Almost unknown in Asia eight years ago, the low-cost carrier (LCC) business is gathering strength with annual double-digit growth that will triple its passenger volume by 2020.



Boeing showcases the B737 MAX model for the first time at last week’s Singapore Airshow. BOONSONG KOSITCHOTETHANA

The LCC market is expected to expand by more than 13% annually until 2020, boosting their market share in Asia's airline sector to 31% in 2020 from 19% currently, according to US planemaker Boeing's latest projections.

"The combined effect of rapid growth in emerging economies such as Southeast Asia, and the innovative changes made to airline business models will continue to transform the landscape of air travel in the region," said Randy Tinseth, the vice-president for marketing at Boeing Commercial Airplanes.

Carriers in the region are stimulating air travel by lowering fares and opening new markets, and that will boost passenger traffic for the region's LCCs to triple in terms of capacity, he noted.

The airline industry in Southeast Asia has seen regulations liberalised as carriers look for ways to expand beyond national boundaries to serve burgeoning demand, said Mr Tinseth.

The proliferation of LCCs in Asia should contribute to robust demand for single-aisle jetliners, the workhorse model preferred by no-frills carriers.

Boeing envisages more than 1,700 single-aisle jetliners or 62% of new airplane deliveries entering service in Southeast Asia over the next two decades.

Asia-Pacific carriers will require 11,450 new aircraft of various sizes, worth US$1.5 trillion, by 2030, he added.

Mr Tinseth noted many airlines in Asia have already begun strategic planning to renew their fleets with new and innovative products.

The Boeing 737 Next Generation and Boeing's new 737 MAX series are garnering demand.

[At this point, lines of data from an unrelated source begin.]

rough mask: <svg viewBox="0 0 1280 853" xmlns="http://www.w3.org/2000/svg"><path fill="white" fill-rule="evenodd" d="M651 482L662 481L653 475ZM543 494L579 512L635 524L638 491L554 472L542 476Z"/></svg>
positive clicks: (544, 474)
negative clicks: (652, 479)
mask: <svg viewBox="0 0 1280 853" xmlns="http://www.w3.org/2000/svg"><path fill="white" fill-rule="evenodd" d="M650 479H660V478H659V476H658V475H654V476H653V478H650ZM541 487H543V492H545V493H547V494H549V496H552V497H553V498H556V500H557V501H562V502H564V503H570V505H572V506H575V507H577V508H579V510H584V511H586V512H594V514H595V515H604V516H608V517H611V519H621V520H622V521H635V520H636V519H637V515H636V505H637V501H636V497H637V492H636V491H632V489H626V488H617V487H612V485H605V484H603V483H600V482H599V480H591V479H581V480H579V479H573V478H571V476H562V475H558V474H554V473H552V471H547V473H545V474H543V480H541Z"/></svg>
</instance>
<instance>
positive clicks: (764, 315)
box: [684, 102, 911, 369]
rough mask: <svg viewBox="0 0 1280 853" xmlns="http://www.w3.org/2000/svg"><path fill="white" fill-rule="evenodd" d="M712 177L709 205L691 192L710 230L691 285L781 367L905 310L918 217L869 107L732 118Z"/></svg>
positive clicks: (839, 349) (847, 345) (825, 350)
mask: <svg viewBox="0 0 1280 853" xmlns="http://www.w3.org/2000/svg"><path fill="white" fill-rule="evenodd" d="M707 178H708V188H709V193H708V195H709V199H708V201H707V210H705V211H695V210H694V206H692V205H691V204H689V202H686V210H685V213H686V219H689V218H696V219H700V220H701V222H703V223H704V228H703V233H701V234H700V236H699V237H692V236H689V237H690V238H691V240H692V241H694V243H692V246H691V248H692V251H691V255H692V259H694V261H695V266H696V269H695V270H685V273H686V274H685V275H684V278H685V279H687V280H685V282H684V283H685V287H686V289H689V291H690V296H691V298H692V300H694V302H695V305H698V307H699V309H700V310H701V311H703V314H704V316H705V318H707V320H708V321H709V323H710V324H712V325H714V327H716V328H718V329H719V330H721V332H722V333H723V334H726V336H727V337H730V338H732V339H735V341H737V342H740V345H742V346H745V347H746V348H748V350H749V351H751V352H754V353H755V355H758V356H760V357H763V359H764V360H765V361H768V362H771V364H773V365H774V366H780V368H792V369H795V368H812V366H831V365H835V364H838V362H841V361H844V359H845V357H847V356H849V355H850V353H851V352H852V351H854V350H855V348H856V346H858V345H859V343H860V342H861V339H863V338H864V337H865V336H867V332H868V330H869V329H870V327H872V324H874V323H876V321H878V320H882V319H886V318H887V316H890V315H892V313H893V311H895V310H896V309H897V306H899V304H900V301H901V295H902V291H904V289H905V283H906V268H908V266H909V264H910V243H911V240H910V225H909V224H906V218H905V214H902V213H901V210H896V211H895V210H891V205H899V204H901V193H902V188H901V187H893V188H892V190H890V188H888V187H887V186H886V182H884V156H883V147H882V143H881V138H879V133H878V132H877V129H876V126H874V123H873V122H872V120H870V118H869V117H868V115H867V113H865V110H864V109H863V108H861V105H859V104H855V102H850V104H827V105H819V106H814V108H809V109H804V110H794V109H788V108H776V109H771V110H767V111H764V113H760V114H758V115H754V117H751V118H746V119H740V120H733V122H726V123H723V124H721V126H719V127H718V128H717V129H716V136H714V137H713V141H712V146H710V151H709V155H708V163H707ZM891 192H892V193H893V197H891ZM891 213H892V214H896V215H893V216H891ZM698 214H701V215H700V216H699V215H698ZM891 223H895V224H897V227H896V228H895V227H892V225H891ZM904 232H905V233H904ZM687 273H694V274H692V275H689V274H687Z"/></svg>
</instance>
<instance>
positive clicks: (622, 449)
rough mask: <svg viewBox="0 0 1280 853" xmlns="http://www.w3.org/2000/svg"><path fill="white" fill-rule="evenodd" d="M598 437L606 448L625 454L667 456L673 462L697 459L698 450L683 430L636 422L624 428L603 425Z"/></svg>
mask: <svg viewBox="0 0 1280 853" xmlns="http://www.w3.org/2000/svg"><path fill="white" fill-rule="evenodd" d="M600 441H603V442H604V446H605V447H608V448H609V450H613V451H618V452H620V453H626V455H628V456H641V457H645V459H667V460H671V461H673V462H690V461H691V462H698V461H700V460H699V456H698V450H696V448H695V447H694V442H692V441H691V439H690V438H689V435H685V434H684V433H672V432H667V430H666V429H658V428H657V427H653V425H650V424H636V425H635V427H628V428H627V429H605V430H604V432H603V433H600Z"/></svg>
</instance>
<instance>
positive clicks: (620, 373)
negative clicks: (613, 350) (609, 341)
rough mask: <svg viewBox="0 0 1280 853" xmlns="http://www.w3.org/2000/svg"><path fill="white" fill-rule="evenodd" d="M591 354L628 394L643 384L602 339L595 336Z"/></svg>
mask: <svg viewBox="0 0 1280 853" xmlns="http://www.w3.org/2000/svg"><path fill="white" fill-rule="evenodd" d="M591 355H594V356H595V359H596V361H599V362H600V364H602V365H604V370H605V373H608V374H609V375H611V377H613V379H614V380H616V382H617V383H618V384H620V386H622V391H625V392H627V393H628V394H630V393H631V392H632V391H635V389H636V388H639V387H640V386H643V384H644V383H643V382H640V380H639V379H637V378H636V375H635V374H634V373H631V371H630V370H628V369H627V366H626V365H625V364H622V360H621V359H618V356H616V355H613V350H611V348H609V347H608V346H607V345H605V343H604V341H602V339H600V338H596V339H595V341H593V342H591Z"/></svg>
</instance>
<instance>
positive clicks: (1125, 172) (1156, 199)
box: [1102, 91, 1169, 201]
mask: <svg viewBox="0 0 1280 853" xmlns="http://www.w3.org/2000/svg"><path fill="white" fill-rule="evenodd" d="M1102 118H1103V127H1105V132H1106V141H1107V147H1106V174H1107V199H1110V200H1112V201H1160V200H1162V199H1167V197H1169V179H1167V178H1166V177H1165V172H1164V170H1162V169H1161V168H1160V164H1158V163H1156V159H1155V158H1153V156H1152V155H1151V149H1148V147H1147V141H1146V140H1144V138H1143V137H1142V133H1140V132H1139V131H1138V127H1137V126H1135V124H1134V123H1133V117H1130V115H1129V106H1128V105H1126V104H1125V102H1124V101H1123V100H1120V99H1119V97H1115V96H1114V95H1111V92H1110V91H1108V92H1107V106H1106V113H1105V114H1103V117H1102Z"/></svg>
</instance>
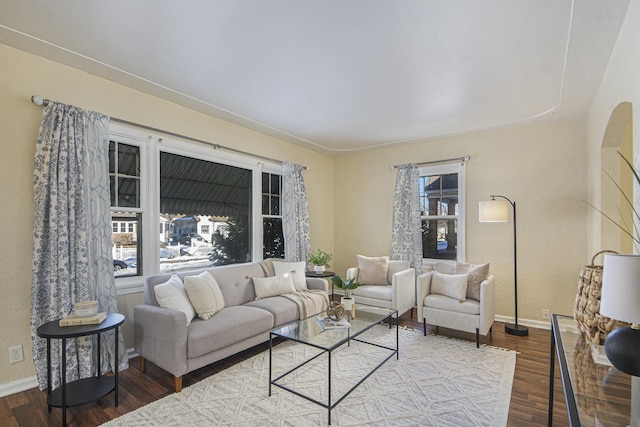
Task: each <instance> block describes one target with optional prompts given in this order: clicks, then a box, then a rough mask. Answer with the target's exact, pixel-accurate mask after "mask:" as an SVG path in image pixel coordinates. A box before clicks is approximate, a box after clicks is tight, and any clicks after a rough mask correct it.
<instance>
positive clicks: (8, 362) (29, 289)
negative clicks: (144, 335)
mask: <svg viewBox="0 0 640 427" xmlns="http://www.w3.org/2000/svg"><path fill="white" fill-rule="evenodd" d="M0 64H1V65H0V152H2V156H0V182H2V185H1V187H0V188H1V190H0V191H1V195H2V200H3V203H2V206H0V218H1V221H0V227H1V230H2V232H1V235H2V242H3V244H2V245H0V271H2V272H3V279H2V281H1V282H0V288H1V293H2V298H0V386H1V385H3V384H6V383H11V382H14V381H17V380H21V379H24V378H28V377H32V376H34V375H35V372H34V368H33V363H32V360H31V359H32V355H31V340H30V328H29V309H30V298H31V297H30V296H31V262H32V255H31V254H32V244H33V243H32V235H33V234H32V229H33V221H32V217H33V208H32V204H33V200H32V198H33V190H32V188H33V183H32V182H33V155H34V151H35V141H36V138H37V134H38V128H39V125H40V119H41V117H42V109H41V108H40V107H37V106H36V105H33V104H32V103H31V101H30V97H31V95H40V96H43V97H45V98H49V99H53V100H56V101H60V102H65V103H69V104H74V105H77V106H79V107H82V108H86V109H90V110H95V111H100V112H102V113H104V114H107V115H110V116H113V117H118V118H121V119H125V120H128V121H131V122H135V123H141V124H145V125H148V126H152V127H157V128H160V129H166V130H168V131H171V132H175V133H180V134H185V135H188V136H191V137H194V138H199V139H203V140H207V141H211V142H216V143H220V144H222V145H227V146H232V147H234V148H237V149H240V150H245V151H249V152H252V153H256V154H261V155H263V156H268V157H271V158H277V159H281V160H287V161H292V162H296V163H300V164H304V165H306V166H309V170H308V171H306V172H305V182H306V185H307V191H308V192H309V194H313V195H314V197H312V198H310V200H309V209H310V213H309V214H310V220H311V244H312V246H313V247H322V248H324V249H325V250H327V251H332V250H333V215H332V212H333V159H332V158H330V157H328V156H325V155H322V154H319V153H316V152H314V151H310V150H308V149H305V148H302V147H299V146H295V145H292V144H288V143H285V142H282V141H279V140H276V139H273V138H271V137H268V136H265V135H262V134H260V133H257V132H253V131H250V130H247V129H244V128H241V127H239V126H234V125H231V124H229V123H227V122H224V121H221V120H217V119H214V118H212V117H209V116H206V115H204V114H200V113H196V112H194V111H193V110H189V109H186V108H183V107H179V106H177V105H175V104H172V103H170V102H166V101H162V100H160V99H158V98H155V97H153V96H149V95H145V94H144V93H141V92H138V91H135V90H131V89H128V88H126V87H124V86H121V85H118V84H115V83H112V82H109V81H107V80H104V79H101V78H97V77H95V76H92V75H89V74H87V73H84V72H82V71H78V70H76V69H73V68H69V67H66V66H62V65H60V64H57V63H54V62H51V61H48V60H45V59H43V58H40V57H37V56H34V55H30V54H27V53H24V52H21V51H18V50H15V49H12V48H9V47H6V46H4V45H0ZM140 301H142V297H141V295H140V294H138V295H128V296H123V297H120V298H119V304H120V310H121V311H122V312H123V313H124V314H126V315H127V323H126V324H125V325H126V326H125V328H124V332H125V336H126V338H127V346H131V345H132V340H131V339H130V338H131V316H130V315H131V313H132V310H133V305H135V304H137V303H139V302H140ZM15 345H22V346H23V348H24V351H25V359H26V360H25V361H24V362H21V363H18V364H14V365H10V364H9V357H8V351H7V349H8V347H11V346H15Z"/></svg>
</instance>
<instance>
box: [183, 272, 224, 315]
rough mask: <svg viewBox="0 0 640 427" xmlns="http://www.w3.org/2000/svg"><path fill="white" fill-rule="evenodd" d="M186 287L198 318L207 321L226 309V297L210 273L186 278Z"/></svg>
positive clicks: (184, 282) (186, 288) (185, 283)
mask: <svg viewBox="0 0 640 427" xmlns="http://www.w3.org/2000/svg"><path fill="white" fill-rule="evenodd" d="M184 287H185V288H186V290H187V295H188V296H189V301H190V302H191V305H192V306H193V308H194V310H195V311H196V313H198V317H200V318H201V319H202V320H207V319H208V318H210V317H211V316H213V315H214V314H215V313H216V312H218V311H220V310H222V309H223V308H224V296H222V291H221V290H220V286H218V282H216V279H214V277H213V276H212V275H211V273H209V272H208V271H203V272H202V273H200V274H198V275H197V276H185V277H184Z"/></svg>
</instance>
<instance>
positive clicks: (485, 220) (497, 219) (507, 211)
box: [478, 200, 509, 222]
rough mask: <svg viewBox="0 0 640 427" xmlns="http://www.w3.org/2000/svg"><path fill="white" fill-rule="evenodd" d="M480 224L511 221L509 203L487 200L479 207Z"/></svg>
mask: <svg viewBox="0 0 640 427" xmlns="http://www.w3.org/2000/svg"><path fill="white" fill-rule="evenodd" d="M478 213H479V218H478V219H479V221H480V222H507V221H509V203H508V202H507V201H506V200H487V201H482V202H480V204H479V206H478Z"/></svg>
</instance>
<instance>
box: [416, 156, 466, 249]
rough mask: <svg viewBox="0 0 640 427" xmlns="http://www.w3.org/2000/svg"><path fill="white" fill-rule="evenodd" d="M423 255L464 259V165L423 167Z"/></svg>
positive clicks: (421, 197)
mask: <svg viewBox="0 0 640 427" xmlns="http://www.w3.org/2000/svg"><path fill="white" fill-rule="evenodd" d="M420 211H421V213H420V215H421V222H422V257H423V258H426V259H431V260H453V261H455V260H457V261H464V165H463V164H461V165H458V164H454V165H444V166H432V167H424V168H420Z"/></svg>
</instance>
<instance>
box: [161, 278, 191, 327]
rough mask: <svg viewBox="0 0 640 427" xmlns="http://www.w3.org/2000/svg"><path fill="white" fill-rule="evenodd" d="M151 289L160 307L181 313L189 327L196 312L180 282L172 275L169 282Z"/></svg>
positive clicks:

LCCs prefer 737s, with almost twice as many serving these carriers than rival Airbus A320s, said Mr Tinseth.

Boeing has already received over 1,000 orders and commitments for the new 737 MAX from 15 customers including some of the world's leading LCCs such as Lion Air, Southwest Airlines and Norwegian.

Mr Tinseth said the 737 MAX's new CFM International LEAP-1B engines reduce fuel burn and carbon dioxide emissions by 10-12% over today's most fuel-efficient single-aisle airplanes.

That plane's wind-tunnel tests start this week, a major design milestone, he said.

Boeing targets delivery of the 737 MAX beginning in 2017.